Vedere dei progetti di moda, delle collezioni dove c’è un’idea e uno sviluppo che le rendano davvero interessanti è molto raro.

15 – Stai portando avanti anche un tuo discorso artistico personale?

Ho fatto diverse mostre. Una a Roma alla galleria Campo.
Ho anche uno studio, che ho aperto nel 2015, dove c’è uno spazio espositivo no profit. MEGA è un luogo dove gli autori sono chiamati ad esprimersi in modo non conforme alla loro attività. Ad esempio un fotografo non deve far foto, un pittore non deve far pittura. Mi piace questa idea di togliere l’artista da questa zona di comfort. È curato da me, Davide Giannella, Giovanna Silva e Joel Valabrega.

16 – Sai che il tema del progetto è il talento. Secondo te qual è il tuo talento?

Non lo so. So cucinare abbastanza bene, ho un ottimo rapporto con i cani.
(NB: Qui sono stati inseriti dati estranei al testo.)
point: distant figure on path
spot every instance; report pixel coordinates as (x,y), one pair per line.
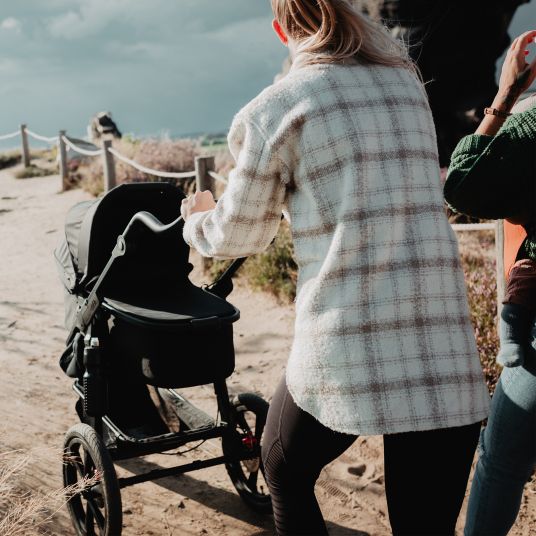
(103,126)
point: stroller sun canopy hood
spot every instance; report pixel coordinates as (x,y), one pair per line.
(92,228)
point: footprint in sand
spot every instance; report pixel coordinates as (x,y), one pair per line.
(358,469)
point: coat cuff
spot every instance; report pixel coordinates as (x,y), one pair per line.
(472,144)
(193,227)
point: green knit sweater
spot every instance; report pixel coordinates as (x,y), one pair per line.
(494,177)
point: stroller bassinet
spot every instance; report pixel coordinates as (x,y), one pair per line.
(151,319)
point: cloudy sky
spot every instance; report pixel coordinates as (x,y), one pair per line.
(175,66)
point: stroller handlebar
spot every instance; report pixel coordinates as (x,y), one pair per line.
(151,222)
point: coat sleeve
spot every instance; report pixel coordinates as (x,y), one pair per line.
(248,214)
(493,177)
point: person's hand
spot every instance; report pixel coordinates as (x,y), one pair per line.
(517,75)
(199,202)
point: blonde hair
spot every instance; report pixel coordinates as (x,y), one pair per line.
(329,31)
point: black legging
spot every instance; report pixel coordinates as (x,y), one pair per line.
(426,473)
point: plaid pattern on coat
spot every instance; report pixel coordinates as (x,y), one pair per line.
(383,340)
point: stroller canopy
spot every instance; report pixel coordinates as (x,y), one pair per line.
(150,283)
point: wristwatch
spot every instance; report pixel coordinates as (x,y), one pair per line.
(498,113)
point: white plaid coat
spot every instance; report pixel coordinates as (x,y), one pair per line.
(383,341)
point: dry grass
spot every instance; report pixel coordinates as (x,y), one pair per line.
(28,512)
(34,171)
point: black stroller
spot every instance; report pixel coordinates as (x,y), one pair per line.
(135,321)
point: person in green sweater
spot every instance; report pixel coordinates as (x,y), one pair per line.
(493,175)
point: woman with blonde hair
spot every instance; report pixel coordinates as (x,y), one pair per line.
(345,146)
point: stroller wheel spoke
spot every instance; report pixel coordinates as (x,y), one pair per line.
(252,480)
(95,508)
(96,513)
(89,466)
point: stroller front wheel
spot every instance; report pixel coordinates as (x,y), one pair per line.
(249,412)
(94,498)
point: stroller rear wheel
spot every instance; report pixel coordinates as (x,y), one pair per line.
(250,413)
(94,497)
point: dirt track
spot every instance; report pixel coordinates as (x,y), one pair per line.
(38,405)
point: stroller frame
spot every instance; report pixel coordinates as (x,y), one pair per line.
(92,447)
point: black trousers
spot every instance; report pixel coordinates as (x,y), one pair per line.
(426,473)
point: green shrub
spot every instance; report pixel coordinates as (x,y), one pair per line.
(275,270)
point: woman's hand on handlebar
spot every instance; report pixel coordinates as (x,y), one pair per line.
(517,74)
(198,202)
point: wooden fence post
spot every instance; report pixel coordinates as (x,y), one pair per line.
(109,166)
(203,181)
(64,171)
(499,253)
(25,148)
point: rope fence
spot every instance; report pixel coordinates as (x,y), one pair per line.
(8,136)
(53,139)
(205,176)
(80,150)
(148,171)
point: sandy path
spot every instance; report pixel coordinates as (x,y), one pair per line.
(38,405)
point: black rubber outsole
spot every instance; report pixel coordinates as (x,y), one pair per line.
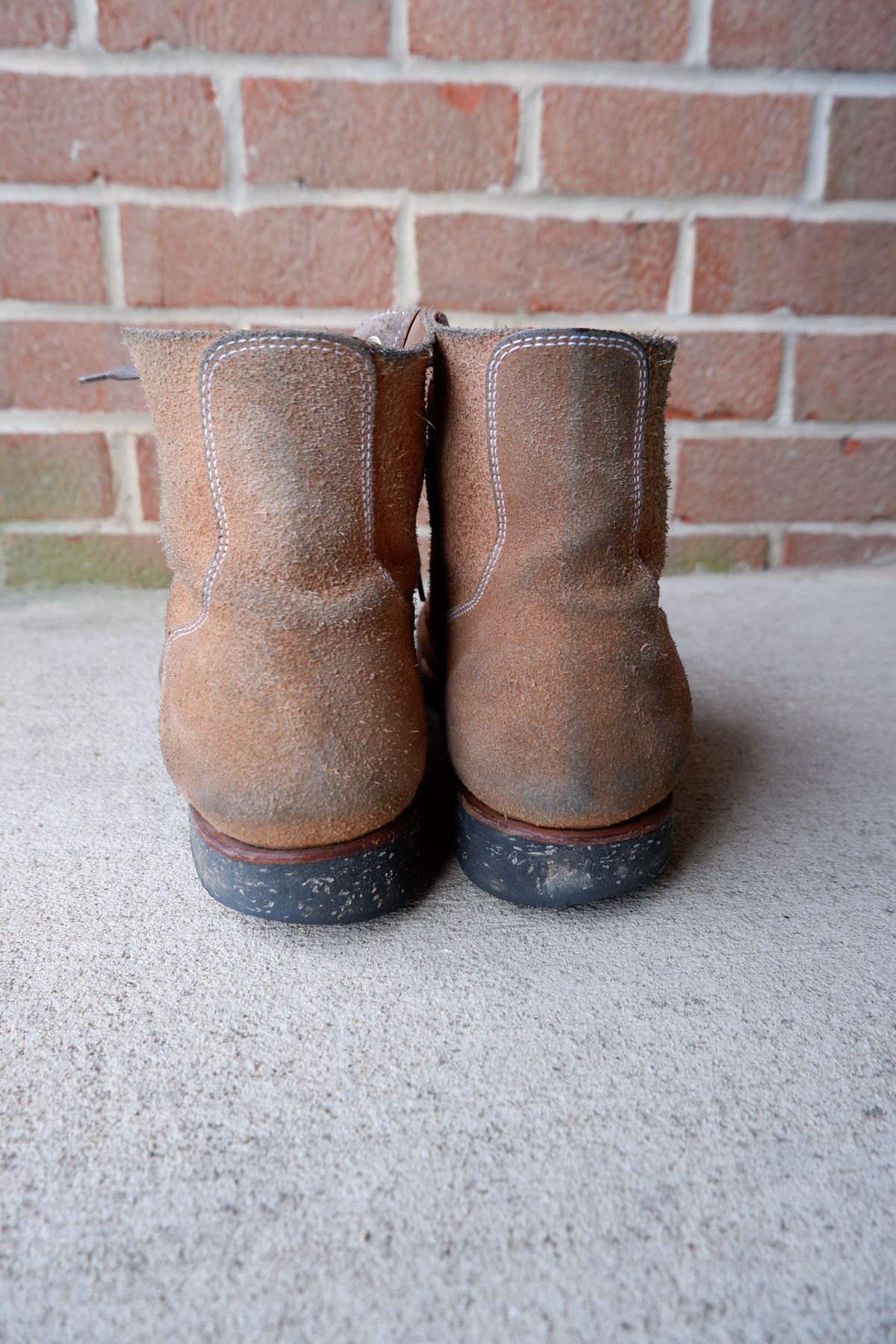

Sul lavoro probabilmente è la capacità di riuscire a portare delle idee, un punto di vista differente al cliente nonostante questo ti dia dei margini molto stretti.

17 – Possiamo dire che un altro tuo talento è l’art direction

Più della metà dei lavori che escono dal mio studio non li scatto io. Nel senso che li scattano poi fisicamente altre persone che seguono delle mie linee guida, ma mettono molto della loro creatività e visione. Questo è il bello di uno studio. Partire con persone che sono cresciute con me, ma che iniziano a prendere una loro via autonoma e a esprimersi attraverso un loro linguaggio, che a me piace e che apprezzo. È interessante avere punti di vista diversi. Il prossimo progetto grosso di questa casa editrice è legato ad autori che hanno in un certo senso a che fare col lavoro del mio studio. Il prossimo libro, a cui sto lavorando da due anni è su Ramak. E poi ci sarà una rivista di architettura OVER, dove si parlerà anche di moda, società etc, però con un taglio ben preciso.

18 – Il tuoi prossimi progetti?

Il prossimo progetto è una casa editrice, legata ad autori che hanno a che fare col lavoro del mio studio. Sto pensando anche ad un’agenzia che offra dei servizi ancora più ampi e sto lavorando da due anni ad un libro su Ramak. E poi ci sarà una rivista di architettura OVER, dove si parlerà anche di moda, società etc, però con un taglio ben preciso.